In a single story by Lardner, in truth, it is usually possible to discover examples of almost every logical and grammatical peculiarity of the emerging language, and he always resists very stoutly the temptation to overdo the thing. Here, for example, are a few typical sentences from "The Busher's Honeymoon": [2]

I and Florrie was married the day before yesterday just like I told you we was going to be. … You was wise to get married in Bedford, where not nothing is nearly half so dear.…The sum of what I have wrote down is $29.40.…Allen told me I should ought to give the priest $5.… I never seen him before.… I didn't used to eat no lunch in the playing season except when I knowed I was not going to work.… I guess the meals has cost me all together about $1.50, and I have eat very little myself.…

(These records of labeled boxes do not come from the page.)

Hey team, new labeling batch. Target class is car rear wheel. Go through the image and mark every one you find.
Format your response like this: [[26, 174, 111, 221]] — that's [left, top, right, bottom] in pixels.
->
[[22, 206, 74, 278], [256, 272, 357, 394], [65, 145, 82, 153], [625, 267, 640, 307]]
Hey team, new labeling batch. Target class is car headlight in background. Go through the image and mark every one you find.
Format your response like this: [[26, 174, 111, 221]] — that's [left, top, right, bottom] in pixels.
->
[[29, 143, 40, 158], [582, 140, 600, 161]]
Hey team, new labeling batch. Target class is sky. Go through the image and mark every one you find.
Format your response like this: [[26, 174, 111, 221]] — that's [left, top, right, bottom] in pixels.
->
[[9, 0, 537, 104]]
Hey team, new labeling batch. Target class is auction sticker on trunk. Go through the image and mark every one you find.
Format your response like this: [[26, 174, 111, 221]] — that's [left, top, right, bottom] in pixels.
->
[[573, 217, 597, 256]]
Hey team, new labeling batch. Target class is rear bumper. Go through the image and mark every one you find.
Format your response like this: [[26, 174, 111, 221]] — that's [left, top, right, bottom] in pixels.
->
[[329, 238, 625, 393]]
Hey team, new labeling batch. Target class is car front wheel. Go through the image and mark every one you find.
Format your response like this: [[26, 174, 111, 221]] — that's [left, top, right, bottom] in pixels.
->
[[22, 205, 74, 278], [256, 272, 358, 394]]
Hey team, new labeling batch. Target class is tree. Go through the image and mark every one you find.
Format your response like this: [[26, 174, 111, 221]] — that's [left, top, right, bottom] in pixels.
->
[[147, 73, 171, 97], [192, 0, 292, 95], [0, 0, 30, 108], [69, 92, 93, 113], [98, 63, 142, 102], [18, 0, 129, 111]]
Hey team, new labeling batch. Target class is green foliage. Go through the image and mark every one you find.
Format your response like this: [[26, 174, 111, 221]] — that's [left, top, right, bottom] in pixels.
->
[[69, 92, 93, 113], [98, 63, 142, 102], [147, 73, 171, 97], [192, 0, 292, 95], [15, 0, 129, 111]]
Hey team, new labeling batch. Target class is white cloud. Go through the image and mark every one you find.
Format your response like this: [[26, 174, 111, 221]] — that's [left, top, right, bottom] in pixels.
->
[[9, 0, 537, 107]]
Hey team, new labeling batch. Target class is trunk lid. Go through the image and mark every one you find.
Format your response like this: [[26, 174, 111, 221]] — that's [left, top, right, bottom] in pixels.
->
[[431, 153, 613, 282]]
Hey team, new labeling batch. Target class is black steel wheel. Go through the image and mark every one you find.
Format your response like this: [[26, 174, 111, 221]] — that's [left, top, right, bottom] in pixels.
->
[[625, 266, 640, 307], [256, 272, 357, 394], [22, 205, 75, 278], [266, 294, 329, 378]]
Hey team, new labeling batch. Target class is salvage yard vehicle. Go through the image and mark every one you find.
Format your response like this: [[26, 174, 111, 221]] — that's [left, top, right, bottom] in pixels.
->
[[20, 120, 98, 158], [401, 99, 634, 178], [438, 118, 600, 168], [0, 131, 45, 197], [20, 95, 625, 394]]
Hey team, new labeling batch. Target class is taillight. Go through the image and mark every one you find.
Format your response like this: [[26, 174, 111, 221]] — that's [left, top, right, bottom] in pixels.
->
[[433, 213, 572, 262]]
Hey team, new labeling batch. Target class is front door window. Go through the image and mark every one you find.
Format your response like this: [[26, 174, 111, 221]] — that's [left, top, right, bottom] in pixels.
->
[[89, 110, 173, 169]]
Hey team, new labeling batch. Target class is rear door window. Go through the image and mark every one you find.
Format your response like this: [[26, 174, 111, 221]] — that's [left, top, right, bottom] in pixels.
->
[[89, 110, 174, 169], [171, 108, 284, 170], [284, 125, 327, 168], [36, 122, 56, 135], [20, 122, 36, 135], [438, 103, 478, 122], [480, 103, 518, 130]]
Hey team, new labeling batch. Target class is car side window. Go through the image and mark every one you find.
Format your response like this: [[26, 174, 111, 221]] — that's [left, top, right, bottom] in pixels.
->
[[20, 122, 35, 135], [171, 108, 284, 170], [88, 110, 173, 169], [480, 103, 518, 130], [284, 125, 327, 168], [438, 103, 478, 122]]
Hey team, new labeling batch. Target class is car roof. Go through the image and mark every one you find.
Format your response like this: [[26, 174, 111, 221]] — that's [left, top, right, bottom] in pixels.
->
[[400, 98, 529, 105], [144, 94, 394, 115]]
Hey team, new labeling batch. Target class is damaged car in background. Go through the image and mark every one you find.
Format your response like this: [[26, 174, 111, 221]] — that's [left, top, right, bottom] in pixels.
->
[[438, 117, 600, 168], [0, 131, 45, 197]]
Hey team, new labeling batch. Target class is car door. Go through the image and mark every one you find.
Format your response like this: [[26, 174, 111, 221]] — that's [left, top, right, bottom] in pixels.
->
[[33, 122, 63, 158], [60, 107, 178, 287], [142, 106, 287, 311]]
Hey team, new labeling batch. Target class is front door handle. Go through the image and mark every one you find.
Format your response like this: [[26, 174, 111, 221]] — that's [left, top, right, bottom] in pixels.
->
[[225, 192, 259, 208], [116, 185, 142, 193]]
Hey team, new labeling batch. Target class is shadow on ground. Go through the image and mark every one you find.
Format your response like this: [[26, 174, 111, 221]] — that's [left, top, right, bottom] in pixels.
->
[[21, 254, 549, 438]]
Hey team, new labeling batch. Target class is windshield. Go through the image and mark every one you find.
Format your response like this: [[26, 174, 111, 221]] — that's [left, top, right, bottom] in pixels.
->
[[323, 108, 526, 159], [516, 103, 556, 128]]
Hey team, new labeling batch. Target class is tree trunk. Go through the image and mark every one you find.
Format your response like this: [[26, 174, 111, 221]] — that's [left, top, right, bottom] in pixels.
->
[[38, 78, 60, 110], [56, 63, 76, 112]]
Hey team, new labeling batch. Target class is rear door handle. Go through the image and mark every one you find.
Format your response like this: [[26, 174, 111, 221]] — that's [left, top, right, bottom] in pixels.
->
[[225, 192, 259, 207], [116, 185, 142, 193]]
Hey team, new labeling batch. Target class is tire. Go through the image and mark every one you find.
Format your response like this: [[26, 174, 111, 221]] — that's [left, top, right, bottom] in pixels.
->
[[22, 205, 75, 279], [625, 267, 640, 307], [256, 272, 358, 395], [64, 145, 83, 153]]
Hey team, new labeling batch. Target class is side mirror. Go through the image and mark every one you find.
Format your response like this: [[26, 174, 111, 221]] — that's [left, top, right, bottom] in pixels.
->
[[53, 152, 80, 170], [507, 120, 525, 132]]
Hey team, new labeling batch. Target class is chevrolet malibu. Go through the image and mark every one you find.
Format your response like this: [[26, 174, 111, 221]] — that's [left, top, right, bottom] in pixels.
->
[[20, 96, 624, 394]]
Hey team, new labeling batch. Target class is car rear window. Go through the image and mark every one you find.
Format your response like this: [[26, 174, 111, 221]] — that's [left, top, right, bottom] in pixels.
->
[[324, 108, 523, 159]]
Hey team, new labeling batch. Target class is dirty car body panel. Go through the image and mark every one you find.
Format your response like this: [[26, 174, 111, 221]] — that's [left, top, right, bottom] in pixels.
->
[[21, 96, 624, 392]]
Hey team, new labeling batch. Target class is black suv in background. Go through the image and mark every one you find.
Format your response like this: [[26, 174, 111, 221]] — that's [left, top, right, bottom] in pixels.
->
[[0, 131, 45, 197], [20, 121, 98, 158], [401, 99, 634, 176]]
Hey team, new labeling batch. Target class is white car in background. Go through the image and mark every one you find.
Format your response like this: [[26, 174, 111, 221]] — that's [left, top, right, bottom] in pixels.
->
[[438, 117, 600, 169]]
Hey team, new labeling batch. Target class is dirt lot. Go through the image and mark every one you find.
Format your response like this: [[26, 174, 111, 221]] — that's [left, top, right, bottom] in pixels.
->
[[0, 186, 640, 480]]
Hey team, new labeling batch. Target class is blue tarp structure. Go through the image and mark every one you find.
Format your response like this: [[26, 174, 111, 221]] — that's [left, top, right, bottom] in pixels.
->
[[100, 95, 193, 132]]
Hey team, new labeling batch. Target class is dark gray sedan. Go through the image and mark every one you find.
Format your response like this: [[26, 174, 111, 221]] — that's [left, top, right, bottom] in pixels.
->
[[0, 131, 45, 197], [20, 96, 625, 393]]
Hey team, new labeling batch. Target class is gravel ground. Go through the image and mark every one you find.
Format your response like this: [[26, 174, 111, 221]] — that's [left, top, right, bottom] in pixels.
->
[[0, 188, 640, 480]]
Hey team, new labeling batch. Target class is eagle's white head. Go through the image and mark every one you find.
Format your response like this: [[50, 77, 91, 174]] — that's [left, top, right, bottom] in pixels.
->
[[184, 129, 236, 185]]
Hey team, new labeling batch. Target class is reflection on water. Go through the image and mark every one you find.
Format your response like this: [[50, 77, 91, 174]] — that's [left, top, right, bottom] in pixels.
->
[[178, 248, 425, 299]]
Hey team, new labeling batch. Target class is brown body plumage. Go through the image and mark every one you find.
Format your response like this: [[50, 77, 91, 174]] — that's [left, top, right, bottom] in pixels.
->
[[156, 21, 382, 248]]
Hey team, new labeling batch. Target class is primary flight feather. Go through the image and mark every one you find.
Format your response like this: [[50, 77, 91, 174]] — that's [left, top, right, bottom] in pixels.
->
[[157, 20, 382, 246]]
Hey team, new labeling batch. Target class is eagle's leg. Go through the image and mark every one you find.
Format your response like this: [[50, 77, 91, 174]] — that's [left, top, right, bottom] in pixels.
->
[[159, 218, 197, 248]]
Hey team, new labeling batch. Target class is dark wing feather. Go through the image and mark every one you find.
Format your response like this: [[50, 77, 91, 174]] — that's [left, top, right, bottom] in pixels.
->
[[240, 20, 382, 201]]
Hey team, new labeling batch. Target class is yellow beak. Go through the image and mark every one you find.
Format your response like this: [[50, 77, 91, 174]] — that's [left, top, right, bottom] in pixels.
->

I was willing to tell her all about them two poor girls.… They must not be no mistake about who is the boss in my house. Some men lets their wife run all over them.…Allen has went to a college foot-ball game. One of the reporters give him a pass.…He called up and said he hadn't only the one pass, but he was not hurting my feelings none.…The flat across the hall from this here one is for rent.…If we should of boughten furniture it would cost us in the neighborhood of $100, even without no piano.…I consider myself lucky to of found out about this before it was too late and somebody else had of gotten the tip.…It will always be ourn, even when we move away.…Maybe you could of did better if you had of went at it in a

different way.…Both her and you is welcome at my house.…I never seen so much wine drank in my life.…

  1. You Know Me Al: New York, 1916.
  2. Saturday Evening Post, July 11, 1914.